Dürreperiode: Auf die 61 erzielten Zähler gegen Leverkusen folgten lediglich 55 Panthers-Punkte in Ulm. Zwar traten die Schwenninger dort bei der besten Defensive der Liga an, doch selbst dann sind 55 Punkte zu wenig, um in der ausgeglichenen ProB ein Spiel zu gewinnen. Dies weiß auch Velcic: „Unsere offensive Produktivität war grauenhaft. Wir haben zu viele individuelle Fehler gemacht und selbst einfachste Korbleger vergeben. So kann man kein Spiel gewinnen.“

Verletztenmisere: Das Verletzungspech zieht sich wie ein roter Faden durch die Saison der Wiha Panthers. Fast wöchentlich fällt ein anderer Leistungsträger aufgrund von Krankheiten oder kleinerer Blessuren aus. Nur drei Spieler (Rasheed Moore, Leon Friederici und Sergey Tsvetkov) absolvierten bislang alle 20 Partien. Alle anderen Akteure fielen in dieser Saison bereits aus. Kosta Karamatskos, der nicht nur aufgrund seines Kapitänsamtes Kopf der Mannschaft ist, konnte aufgrund eines Bizepssehnenrisses nur acht Spiele absolvieren. In diesen Partien weisen die Panther eine Bilanz von 6:2 auf, ohne den Spielmacher ist sie mit 6:6 ausgeglichen. Fällt zudem auch noch dessen Stellvertreter Abdulai Abaker wie in den vergangenen zwei sieglosen Partien aus, schwächelt die Panthers-Offensive gehörig. Jedoch ist Licht am Ende des Tunnels: Pünktlich zu den Playoffs werden beide Spielmacher wieder einsatzbereit sein, sodass die Panthers in der heißen Phase der Saison mit einem zwölfköpfigen Kader trainieren und spielen können.

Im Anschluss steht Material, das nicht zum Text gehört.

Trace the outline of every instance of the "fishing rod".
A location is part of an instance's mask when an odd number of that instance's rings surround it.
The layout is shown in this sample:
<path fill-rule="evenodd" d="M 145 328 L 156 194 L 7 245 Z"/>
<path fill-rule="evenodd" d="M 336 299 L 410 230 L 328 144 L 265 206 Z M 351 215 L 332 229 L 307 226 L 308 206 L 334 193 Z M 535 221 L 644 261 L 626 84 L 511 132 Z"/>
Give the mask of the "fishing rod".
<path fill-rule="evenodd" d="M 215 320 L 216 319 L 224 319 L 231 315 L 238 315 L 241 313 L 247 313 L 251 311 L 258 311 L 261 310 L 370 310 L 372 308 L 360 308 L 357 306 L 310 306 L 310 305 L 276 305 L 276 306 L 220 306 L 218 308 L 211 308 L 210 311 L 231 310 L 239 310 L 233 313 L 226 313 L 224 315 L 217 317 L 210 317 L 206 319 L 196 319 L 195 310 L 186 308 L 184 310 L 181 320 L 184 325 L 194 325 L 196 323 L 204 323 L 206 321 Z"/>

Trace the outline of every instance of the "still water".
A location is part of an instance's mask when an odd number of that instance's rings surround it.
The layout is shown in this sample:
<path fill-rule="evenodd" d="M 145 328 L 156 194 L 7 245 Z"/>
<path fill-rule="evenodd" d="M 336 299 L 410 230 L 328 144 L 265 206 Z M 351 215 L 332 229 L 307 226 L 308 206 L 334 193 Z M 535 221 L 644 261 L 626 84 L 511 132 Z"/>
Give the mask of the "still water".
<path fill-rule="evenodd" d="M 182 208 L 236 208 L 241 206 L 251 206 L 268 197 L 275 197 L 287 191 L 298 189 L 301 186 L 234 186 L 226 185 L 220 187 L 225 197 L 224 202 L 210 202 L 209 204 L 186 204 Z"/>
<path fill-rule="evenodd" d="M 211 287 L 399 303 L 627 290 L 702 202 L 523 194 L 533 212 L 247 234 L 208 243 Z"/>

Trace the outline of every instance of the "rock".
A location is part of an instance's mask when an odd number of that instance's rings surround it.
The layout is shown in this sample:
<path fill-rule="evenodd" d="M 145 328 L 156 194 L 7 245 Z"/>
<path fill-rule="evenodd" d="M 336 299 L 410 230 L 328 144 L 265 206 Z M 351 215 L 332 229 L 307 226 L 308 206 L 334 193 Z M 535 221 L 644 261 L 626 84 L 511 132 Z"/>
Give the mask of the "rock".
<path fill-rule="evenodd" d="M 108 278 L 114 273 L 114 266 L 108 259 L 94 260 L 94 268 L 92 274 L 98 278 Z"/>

Formtief: In Ulm setzte sich das kleine Formtief fort, in dem Topscorer Rasheed Moore derzeit steckt. Zwar ist dies angesichts von immer noch durchschnittlich 21,1 Zählern pro Partie Meckern auf hohem Niveau, seine persönliche Leistungskurve zeigte jedoch parallel zu der des Teams in den vergangenen Spielen nach unten. Sowohl Punkteausbeute als auch Effizienz sanken bei dem US-Amerikaner seit der Winterpause, was auch bei seinem Trainer nicht unbemerkt blieb. „Rasheed erzielt sonst immer etwa 30 Punkte, macht aber in den letzten Wochen nur noch zehn bis 15. Woran das liegt, weiß ich nicht. Es ist ja nicht so, dass er keine Würfe mehr nimmt“, sucht Velcic nach Erklärungen für den kleinen Durchhänger seines 23-jährigen Schützlings. Im kommenden Spiel bei den Depant Gießen 46ers Rackelos werden die Panthers einen gut aufgelegten Rasheed Moore unbedingt benötigen, um ihren offensiven Ertrag zu steigern.

Lichtblick: Einen Spieler klammerte Trainer Alen Velcic bei seiner Kritik an der Mannschaftsleistung im Spiel gegen Ulm aus: Leon Friederici machte aufgrund des derzeitigen Verletzungspechs auf der Point Guard-Position seine zweite Partie als Aufbauspieler und verdiente sich ein Lob: „Leon hat seinen Job in seinem zweiten Spiel auf der „Eins“ wirklich gut gemacht“, so Velcic. Friederici war mit 15 Zählern und ordentlichen Wurfquoten über 40 Minuten hinweg bester Schwenninger und bot zudem in der Verteidigung mit zwei Blocks eine ansprechende Leistung.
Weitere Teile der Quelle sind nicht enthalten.